Liquid clustering is the newer alternative to Z-ordering and partitioning. It handles data layout automatically and re-clusters incrementally as new data arrives. Use it for new tables; for existing tables with established partition schemes, migration requires a full rewrite.

SQL warehouse sizing matters more than most teams realize. A warehouse that's too small causes queries to queue and spill to disk. A warehouse that's too large wastes DBU spend. Start with a Medium warehouse, monitor query times and queue depth in the SQL warehouse history, and scale from there. Enable Photon — it accelerates SQL execution through a C++ engine that runs alongside Spark and typically cuts query times by 30-50%.

Incremental model strategies also affect performance. The merge strategy handles upserts cleanly but requires a full table scan on the target side. The append strategy is faster but only works for immutable event data. For very large tables, combine incremental models with partition pruning: filter the source data to only the partitions that could contain new records.

CI/CD and Deployment

dbt projects use the same Git workflow as application code: feature branches, pull requests, code review, and automated testing before merge.

DBT CI/CD PIPELINEDeveloper writes SQL modelGit push to feature branchCI: dbt build --select state:modified+PASSFAILFix and re-pushPR review + mergeProduction dbt build on SQL Warehouse
Click to enlarge

The CI step runs dbt build --select state:modified+, which builds only the models that changed and their downstream dependents. This keeps CI fast — a project with 300 models might only rebuild 5-10 during a typical PR. Tests run as part of the build. If any test fails, the PR is blocked.

Environment strategy separates concerns cleanly. Each developer gets their own schema (e.g., dev_jane) so experiments don't affect other team members. A staging environment runs the full build against production-scale data as a final QA step. The production environment serves the tables that BI tools and other consumers read from.

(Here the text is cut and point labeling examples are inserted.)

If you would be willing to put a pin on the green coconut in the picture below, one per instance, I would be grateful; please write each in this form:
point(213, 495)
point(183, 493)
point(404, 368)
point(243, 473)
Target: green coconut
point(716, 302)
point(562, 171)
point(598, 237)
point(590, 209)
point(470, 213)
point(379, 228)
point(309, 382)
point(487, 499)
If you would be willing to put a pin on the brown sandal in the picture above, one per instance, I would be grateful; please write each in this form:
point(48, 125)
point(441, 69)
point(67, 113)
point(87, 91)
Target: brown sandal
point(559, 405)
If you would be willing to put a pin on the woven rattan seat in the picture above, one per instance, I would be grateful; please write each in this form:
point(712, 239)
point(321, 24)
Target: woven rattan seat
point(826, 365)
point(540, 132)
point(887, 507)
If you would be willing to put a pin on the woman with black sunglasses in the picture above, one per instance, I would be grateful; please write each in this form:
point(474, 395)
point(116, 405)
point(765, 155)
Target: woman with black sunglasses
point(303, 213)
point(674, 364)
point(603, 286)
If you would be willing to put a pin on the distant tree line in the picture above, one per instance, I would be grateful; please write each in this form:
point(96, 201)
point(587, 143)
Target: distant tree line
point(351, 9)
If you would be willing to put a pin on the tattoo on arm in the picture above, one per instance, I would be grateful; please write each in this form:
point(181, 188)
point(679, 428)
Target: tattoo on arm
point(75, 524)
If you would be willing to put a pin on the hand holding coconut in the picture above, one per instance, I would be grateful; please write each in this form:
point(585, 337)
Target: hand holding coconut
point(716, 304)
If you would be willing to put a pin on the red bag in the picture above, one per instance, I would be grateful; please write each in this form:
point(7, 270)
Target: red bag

For execution, teams choose between dbt Cloud (managed scheduling, built-in IDE, job history) and dbt Core with an external orchestrator like Airflow or Dagster. dbt Cloud is simpler to operate. dbt Core gives more control over the execution environment and works better for teams already running Airflow for non-dbt workloads.

Documentation, Lineage, and Dawiso Integration

dbt generates documentation and lineage graphs from model references. Running dbt docs generate produces a searchable website showing every model, its columns, descriptions, tests, and the DAG of dependencies. The persist_docs config pushes these descriptions into Databricks table and column comments, making them visible in Unity Catalog's UI.

But dbt documentation has a scope limitation: it only knows about what's inside the dbt project. It doesn't see the upstream ingestion pipelines, the downstream BI reports, the Excel files someone uploads manually, or the other data platforms in the organization. For a team running dbt alongside Snowflake, a legacy Oracle warehouse, and 50 Power BI dashboards, dbt docs cover maybe 30% of the data estate.

Databricks' Unity Catalog and dbt docs share a common lineage model, but neither extends beyond its own ecosystem. Organizations with multi-platform environments need a cross-platform catalog to close the visibility gap.

— Databricks, Simplified Analytics Engineering with Databricks and dbt Labs

This is where Dawiso fits. The data catalog indexes dbt models alongside non-dbt sources, BI reports, and external datasets. The business glossary maps dbt model columns to business terms — so "fct_orders.revenue" is linked to the canonical definition of "revenue" used across the organization. Data lineage traces the full path: source database to ingestion tool to dbt staging model to mart table to Power BI dashboard.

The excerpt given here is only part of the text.